JT2-C33歴史総合・日本史探究 対策問題

日本史探究C 近世の日本と世界(3) 近世の国家・社会の展開と画期

諸藩の専売制について述べた記述として最も適切なものはどれか。

解答・解説を見る

正解: 3

正解

藩が特産物の流通を独占して利益を得る仕組みで、薩摩の黒砂糖などが知られる

背景・因果

財政難の藩は、専売制で特産物(薩摩の黒砂糖、長州の紙・蝋など)の流通を独占し利益を上げた。天保期の藩政改革の柱であり、成功した雄藩が幕末の主役となる。

覚えるポイント

専売の強化は生産者の不満(一揆)も招いた。「藩財政の再建」と「領民負担」の両面で評価させる出題がある。

選択肢別の検討

① ❌ 誤答「幕府がすべての特産物を買い上げる制度」
全国の特産物を幕府が一括購入する制度ではなく、各藩が自領の産物を対象に実施した。主体が幕府ではなく藩である。

② ❌ 誤答「外国商人に販売権を与える制度」
外国商人へ販売権を与える制度ではない。藩が流通権を掌握し、国内外の販売利益を藩収入に取り込んだ。

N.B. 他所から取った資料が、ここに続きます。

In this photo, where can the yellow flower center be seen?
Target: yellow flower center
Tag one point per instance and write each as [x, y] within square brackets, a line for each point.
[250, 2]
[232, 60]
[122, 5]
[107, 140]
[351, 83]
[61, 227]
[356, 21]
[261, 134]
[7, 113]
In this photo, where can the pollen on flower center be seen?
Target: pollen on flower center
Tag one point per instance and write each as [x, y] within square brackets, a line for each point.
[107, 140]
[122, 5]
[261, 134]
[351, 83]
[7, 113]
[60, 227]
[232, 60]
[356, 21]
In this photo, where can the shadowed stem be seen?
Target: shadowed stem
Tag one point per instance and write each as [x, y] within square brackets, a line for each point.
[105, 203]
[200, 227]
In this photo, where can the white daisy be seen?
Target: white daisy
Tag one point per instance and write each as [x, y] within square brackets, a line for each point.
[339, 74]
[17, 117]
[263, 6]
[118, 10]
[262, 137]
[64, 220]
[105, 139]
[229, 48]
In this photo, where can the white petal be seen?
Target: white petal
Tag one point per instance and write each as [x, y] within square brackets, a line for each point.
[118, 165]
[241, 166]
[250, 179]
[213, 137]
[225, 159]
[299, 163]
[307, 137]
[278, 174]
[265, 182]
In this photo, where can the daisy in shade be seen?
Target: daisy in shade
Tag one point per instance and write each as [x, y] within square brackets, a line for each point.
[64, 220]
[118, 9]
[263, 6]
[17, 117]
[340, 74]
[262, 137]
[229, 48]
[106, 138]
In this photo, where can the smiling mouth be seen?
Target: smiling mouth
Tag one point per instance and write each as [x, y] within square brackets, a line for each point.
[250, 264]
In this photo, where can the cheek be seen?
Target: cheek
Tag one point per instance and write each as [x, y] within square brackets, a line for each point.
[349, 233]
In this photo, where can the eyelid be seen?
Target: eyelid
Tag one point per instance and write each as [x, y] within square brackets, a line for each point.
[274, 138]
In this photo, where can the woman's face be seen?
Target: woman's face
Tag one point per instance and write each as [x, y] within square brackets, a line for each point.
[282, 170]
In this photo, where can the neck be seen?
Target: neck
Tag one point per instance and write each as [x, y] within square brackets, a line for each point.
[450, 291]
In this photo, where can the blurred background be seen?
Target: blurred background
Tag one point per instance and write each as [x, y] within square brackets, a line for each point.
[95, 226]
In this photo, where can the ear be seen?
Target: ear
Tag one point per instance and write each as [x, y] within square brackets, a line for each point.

③ ✅ 正解「藩が特産物の流通を独占して利益を得る仕組みで、薩摩の黒砂糖などが知られる」
専売制は藩が領内特産物の買上げ・販売を独占して収益を得る仕組みで、薩摩藩の黒砂糖専売などが代表である。藩財政改革に用いられた。

④ ❌ 誤答「農民が自由に特産物を販売できる制度」
生産者が自由に販売するのではなく、藩指定の機関・商人を通すことを強制する制度である。農民の自由取引を制限した。

共通テスト攻略

  • 知識を関係で再現:用語を単独で思い出すだけでなく、「いつ・誰が・何のために・何を行い・何が変わったか」を一続きにして選択肢と照合する。
  • 消去の軸を固定:各選択肢を「時期・主体・目的・内容・結果」に分け、一か所でも歴史的対応がずれるものを消す。語句が一部合うだけで選ばない。